Langdon respiró hondo y se bajó del coche. «Ustedes sabrán lo que hacen».
El agente arrancó y se fue.
Langdon se quedó quieto un momento, mientras veía alejarse las luces traseras del coche, y pensó que le sería fácil cambiar de opinión, irse de allí, coger un taxi y volverse a la cama. Pero algo le decía que seguramente no era muy buena idea.
Al internarse en la neblina creada por el vapor de las fuentes, tuvo la desagradable sensación de estar traspasando un umbral que abría las puertas de otro mundo. Había algo onírico en la noche que lo atrapaba.

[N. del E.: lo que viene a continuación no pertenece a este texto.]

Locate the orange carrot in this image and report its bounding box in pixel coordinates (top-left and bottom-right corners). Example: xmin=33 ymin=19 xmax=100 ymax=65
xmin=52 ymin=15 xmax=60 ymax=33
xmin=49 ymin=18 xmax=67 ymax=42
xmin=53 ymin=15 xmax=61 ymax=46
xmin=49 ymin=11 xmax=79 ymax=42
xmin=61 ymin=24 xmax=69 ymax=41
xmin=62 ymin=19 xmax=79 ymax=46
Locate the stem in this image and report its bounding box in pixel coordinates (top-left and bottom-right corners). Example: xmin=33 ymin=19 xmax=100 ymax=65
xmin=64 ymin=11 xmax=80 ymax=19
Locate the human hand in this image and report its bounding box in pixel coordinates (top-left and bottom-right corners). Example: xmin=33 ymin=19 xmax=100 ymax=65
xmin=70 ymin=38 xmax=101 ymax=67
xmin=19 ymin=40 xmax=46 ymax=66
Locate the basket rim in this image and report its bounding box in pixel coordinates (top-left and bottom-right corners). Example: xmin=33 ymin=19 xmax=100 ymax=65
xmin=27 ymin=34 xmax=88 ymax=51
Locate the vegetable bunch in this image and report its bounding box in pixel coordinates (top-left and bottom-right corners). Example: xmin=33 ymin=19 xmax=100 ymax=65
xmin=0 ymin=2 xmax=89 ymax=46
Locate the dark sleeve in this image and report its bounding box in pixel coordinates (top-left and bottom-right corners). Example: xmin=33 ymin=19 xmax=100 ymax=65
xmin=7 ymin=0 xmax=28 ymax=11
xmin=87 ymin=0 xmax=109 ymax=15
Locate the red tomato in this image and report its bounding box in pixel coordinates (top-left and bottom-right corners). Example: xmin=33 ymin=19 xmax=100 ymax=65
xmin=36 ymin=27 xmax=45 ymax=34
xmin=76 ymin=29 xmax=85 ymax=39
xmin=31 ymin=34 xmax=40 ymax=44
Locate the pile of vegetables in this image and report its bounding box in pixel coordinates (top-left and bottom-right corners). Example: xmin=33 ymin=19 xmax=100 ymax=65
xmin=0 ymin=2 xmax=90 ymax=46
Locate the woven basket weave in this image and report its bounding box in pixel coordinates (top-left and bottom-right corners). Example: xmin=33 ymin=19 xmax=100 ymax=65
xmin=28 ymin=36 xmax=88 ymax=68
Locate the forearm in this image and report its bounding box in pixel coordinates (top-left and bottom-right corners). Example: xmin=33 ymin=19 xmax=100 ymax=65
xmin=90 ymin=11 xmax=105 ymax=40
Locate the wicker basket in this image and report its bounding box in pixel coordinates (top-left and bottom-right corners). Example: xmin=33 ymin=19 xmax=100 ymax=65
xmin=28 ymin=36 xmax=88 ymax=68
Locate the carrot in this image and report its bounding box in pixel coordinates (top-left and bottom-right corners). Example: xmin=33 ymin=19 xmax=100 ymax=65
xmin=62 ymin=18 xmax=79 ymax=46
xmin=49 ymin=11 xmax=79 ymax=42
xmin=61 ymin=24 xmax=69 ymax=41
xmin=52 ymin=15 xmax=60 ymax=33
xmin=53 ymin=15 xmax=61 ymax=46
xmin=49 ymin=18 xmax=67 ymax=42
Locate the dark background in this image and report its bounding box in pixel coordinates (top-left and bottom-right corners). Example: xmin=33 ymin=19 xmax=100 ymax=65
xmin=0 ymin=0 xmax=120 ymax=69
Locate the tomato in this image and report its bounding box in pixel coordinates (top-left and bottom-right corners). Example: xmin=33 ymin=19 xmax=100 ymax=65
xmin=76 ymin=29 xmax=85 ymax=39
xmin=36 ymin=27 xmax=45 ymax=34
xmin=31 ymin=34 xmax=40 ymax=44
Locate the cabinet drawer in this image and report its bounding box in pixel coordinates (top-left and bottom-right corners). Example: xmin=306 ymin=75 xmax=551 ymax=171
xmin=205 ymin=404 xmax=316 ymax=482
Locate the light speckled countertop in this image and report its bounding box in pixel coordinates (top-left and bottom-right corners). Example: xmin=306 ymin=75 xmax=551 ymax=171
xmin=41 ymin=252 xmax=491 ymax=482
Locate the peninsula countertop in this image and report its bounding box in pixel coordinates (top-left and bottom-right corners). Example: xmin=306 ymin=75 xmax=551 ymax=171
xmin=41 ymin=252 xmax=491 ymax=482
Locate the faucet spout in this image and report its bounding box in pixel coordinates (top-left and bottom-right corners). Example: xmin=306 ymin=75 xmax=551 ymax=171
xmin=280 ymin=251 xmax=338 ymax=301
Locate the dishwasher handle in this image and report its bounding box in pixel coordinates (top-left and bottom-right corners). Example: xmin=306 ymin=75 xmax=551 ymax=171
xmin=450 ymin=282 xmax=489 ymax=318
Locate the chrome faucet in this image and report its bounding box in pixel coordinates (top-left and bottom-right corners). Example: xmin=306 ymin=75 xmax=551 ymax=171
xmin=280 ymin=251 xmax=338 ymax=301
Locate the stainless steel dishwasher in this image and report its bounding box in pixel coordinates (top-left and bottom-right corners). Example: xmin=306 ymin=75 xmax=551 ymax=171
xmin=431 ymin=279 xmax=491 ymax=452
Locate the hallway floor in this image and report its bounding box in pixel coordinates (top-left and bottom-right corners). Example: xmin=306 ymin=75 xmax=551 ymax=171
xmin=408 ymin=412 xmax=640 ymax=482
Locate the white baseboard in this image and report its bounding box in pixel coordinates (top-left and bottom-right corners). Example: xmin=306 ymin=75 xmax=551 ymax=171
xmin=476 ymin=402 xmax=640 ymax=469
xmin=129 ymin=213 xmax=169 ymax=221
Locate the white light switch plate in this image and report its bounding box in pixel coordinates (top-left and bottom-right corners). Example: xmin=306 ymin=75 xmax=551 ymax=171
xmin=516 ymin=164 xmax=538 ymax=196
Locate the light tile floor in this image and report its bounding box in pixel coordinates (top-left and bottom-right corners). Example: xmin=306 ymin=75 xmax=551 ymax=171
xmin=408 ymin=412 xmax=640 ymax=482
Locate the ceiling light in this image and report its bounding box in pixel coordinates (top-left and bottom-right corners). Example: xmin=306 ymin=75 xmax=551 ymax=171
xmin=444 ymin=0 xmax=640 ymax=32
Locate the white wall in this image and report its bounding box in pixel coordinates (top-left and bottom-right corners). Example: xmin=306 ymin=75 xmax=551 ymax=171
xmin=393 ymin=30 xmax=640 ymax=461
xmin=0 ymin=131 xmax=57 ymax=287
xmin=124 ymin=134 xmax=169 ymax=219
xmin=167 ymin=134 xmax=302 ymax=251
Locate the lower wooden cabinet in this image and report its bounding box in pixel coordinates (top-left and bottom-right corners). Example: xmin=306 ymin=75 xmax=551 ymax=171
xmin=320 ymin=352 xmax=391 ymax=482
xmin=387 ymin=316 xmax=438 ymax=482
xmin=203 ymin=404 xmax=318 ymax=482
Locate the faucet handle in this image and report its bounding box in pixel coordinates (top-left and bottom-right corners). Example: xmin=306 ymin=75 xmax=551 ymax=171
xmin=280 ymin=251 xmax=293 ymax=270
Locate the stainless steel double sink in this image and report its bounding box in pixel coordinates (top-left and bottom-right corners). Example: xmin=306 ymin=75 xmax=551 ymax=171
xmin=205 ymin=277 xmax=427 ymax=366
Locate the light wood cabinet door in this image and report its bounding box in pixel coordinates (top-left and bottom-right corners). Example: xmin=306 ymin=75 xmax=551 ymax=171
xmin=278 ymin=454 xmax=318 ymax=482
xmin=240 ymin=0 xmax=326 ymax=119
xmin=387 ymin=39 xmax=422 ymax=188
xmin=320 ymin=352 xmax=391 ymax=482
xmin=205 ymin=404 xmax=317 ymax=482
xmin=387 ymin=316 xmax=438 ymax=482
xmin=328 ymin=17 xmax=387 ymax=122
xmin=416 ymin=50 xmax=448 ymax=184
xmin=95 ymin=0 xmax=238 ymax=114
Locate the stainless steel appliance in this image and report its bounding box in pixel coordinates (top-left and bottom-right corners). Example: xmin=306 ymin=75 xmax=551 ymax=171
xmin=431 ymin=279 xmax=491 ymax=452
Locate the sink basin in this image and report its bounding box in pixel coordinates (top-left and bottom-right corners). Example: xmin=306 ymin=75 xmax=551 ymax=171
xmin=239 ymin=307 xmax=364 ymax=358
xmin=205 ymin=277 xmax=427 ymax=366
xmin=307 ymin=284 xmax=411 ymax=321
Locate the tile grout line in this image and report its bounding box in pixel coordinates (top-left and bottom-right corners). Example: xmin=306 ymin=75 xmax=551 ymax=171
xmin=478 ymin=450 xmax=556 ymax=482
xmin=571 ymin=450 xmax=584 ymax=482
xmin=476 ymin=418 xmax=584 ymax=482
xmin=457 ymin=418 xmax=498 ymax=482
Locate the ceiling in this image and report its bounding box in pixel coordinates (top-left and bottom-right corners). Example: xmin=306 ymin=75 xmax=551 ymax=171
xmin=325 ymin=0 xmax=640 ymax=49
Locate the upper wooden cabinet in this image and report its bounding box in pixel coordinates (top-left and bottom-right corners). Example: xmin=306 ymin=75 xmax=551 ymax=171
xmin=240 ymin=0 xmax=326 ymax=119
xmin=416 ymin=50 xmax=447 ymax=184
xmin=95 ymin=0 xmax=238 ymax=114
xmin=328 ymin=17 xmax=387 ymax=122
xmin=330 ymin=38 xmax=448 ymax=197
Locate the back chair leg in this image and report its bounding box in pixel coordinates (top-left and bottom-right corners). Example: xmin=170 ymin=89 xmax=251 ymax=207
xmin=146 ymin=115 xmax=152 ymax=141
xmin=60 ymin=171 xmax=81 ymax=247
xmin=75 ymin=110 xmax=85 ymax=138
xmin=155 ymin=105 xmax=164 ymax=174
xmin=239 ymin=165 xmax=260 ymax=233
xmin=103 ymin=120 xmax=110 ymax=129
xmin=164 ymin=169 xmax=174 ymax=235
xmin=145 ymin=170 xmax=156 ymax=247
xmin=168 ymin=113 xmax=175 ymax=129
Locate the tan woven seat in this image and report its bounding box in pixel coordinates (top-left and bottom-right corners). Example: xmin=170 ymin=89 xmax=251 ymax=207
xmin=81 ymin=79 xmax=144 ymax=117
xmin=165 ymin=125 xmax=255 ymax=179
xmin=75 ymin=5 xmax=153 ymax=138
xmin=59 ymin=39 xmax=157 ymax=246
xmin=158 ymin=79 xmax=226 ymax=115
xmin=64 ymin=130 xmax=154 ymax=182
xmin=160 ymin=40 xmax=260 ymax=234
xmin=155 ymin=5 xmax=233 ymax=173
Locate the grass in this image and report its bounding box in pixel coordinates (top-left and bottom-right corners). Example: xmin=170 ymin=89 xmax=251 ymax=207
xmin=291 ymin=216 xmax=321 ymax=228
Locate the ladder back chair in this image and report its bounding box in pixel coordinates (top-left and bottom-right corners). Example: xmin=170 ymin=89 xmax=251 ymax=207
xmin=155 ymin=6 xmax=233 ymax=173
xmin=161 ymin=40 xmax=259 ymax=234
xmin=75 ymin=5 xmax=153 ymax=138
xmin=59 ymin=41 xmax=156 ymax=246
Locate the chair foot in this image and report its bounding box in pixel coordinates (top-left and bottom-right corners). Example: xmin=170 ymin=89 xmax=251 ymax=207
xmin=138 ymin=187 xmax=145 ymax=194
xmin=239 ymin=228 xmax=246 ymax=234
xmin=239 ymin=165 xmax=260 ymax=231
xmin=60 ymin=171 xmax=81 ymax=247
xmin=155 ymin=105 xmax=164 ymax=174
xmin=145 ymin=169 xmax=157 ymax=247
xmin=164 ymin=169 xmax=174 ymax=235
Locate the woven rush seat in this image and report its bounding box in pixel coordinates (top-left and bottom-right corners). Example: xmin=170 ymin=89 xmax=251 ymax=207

Hacía veinte minutos dormía plácidamente en su hotel y ahora estaba delante de una pirámide transparente construida por la Esfinge, esperando a un policía al que llamaban El Toro.
«Es como estar metido dentro de un cuadro de Salvador Dalí», pensó.
Se acercó a la entrada principal, una enorme puerta giratoria. El vestíbulo que se intuía del otro lado estaba desierto y tenuemente iluminado.
«¿Tengo que llamar?».
Se preguntó sí alguno de los prestigiosos egiptólogos de Harvard se habrían plantado alguna vez frente a una pirámide y habrían llamado con los nudillos, esperando una respuesta. Levantó la mano para golpear el vidrio, pero de la oscuridad surgió una figura que subía por la escalera. Se trataba de un hombre corpulento y moreno, casi un Neandertal, con un grueso traje oscuro que apenas le abarcaba las anchas espaldas. Avanzaba con la inconfundible autoridad que le conferían unas piernas fuertes y más bien cortas. Iba hablando por el teléfono móvil, pero colgó al acercarse a Langdon, a quien le hizo una señal para que entrara.
—Soy Bezu Fache —le dijo mientras pasaba por la puerta giratoria—, capitán de la Dirección Central de la Policía judicial.
La voz encajaba perfectamente con su físico; un deje gutural de tormenta lejana.
Langdon le extendió la mano para presentarse.
—Roben Langdon.
La palma enorme del capitán envolvió la suya con gran fuerza.
—Ya he visto la foto —comentó Langdon—. Su agente me ha dicho que fue el propio Jacques Sauniére quien…
—Señor Langdon. —Los ojos de Fache se clavaron en los suyos—. Lo que ha visto en la foto es sólo una mínima parte de lo que Sauniére ha hecho.